Car globalement, remarque le rapport, les femmes détenues sont en mesure d’exercer leurs droits, avec toutefois des axes d’amélioration – la plupart toujours liés à la surpopulation. Les activités proposées, « point fort de la MAF », portées par « une équipe dynamique », sont « nombreuses, variées, de qualité, contribuent à réduire le temps passé en cellule ». Pour celles qui accèdent à l’enseignement, « l’offre est conséquente et de qualité, marquée par des réussites aux examens ». Mais la dotation horaire de 105 heures d’enseignement hebdomadaire est insuffisante pour répondre à la demande : au moment de la visite, une cinquantaine de femmes détenues étaient sur liste d’attente pour accéder à l’école.
Même constat pour l’offre de travail, encore insuffisante, rapportée au nombre de détenues. A raison de 50 postes au service général et 100 dans les trois ateliers, elle est loin de fonctionner en plein emploi. Cependant, « le travail des détenues qui suivent une formation professionnelle qualifiante est mis en valeur au sein de l’établissement », relève l’autorité administrative. Le trop grand nombre de détenues nuit aussi à l’accès au sport : au moment du contrôle, « les activités sportives [étaient] variées, mais avec un délai d’attente d’un mois pour y accéder ».
Peut mieux faire aussi : le Point justice, qui reçoit nombre de détenues allophones, ne dispose pas de système d’interprétariat. « L’obtention ou le renouvellement de titres de séjour est impossible », note le CGLPL.

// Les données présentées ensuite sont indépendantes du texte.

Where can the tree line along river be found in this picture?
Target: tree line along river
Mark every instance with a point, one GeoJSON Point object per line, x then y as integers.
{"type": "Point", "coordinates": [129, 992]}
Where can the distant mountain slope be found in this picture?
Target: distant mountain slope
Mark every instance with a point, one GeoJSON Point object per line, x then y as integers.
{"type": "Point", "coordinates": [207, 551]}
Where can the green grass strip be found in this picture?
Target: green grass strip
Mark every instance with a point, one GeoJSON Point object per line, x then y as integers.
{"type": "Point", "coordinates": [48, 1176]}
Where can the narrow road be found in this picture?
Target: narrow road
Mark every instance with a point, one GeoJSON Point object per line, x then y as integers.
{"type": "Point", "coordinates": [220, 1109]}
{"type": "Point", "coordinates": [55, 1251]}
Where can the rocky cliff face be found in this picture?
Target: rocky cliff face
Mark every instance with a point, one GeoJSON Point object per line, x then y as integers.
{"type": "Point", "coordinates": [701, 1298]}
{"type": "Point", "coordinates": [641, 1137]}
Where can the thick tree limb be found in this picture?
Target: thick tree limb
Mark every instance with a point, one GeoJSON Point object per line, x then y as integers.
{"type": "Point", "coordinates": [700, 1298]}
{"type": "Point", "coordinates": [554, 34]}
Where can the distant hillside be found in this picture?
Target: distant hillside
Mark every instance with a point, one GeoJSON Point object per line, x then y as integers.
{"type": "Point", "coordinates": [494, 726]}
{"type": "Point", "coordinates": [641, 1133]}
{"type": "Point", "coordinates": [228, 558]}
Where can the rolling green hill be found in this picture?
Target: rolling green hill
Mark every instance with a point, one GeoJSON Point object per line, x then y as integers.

« Les outils d’évaluation, de réinsertion et de dynamisation du parcours de peine sont à ouvrir plus largement et à diversifier », recommande en plus le rapport. Freins à la réinsertion : des décisions judiciaires « notifiées avec délai et parfois sans explication, ce qui porte atteinte au droit au recours effectif ». Les personnes relevant d’un établissement pour peine et du centre national d’évaluation attendent donc parfois plusieurs mois leur transfert.
Pour le CGLPL, les prises en charge adaptées et individualisées restent un facteur déterminant pour le centre pénitentiaire de Fleury-Mérogis. En 2020, les contrôleurs avaient publié un rapport portant sur leur visite de la maison d’arrêt des hommes. 148 observations y avaient été formulées, avec au premier rang « l’absence de relations humaines entre le personnel de surveillance et les personnes détenues et la faiblesse des activités proposées à ces dernières, qu’elles soient ou non rémunérées ». Dans ce compte-rendu, le CGLPL s’était dit « frappé par le gigantisme de cette structure en ce qu’il ne permet guère des prises en charge adaptées et des parcours individualisés au plus près des besoins des personnes incarcérées ». La maison d’arrêt pour femmes, d’une capacité théorique de 225 places, ne répond en effet pas aux mêmes enjeux que la maison d’arrêt pour hommes, aux 2 628 places (réparties sur « Grand quartier » et un centre de détention).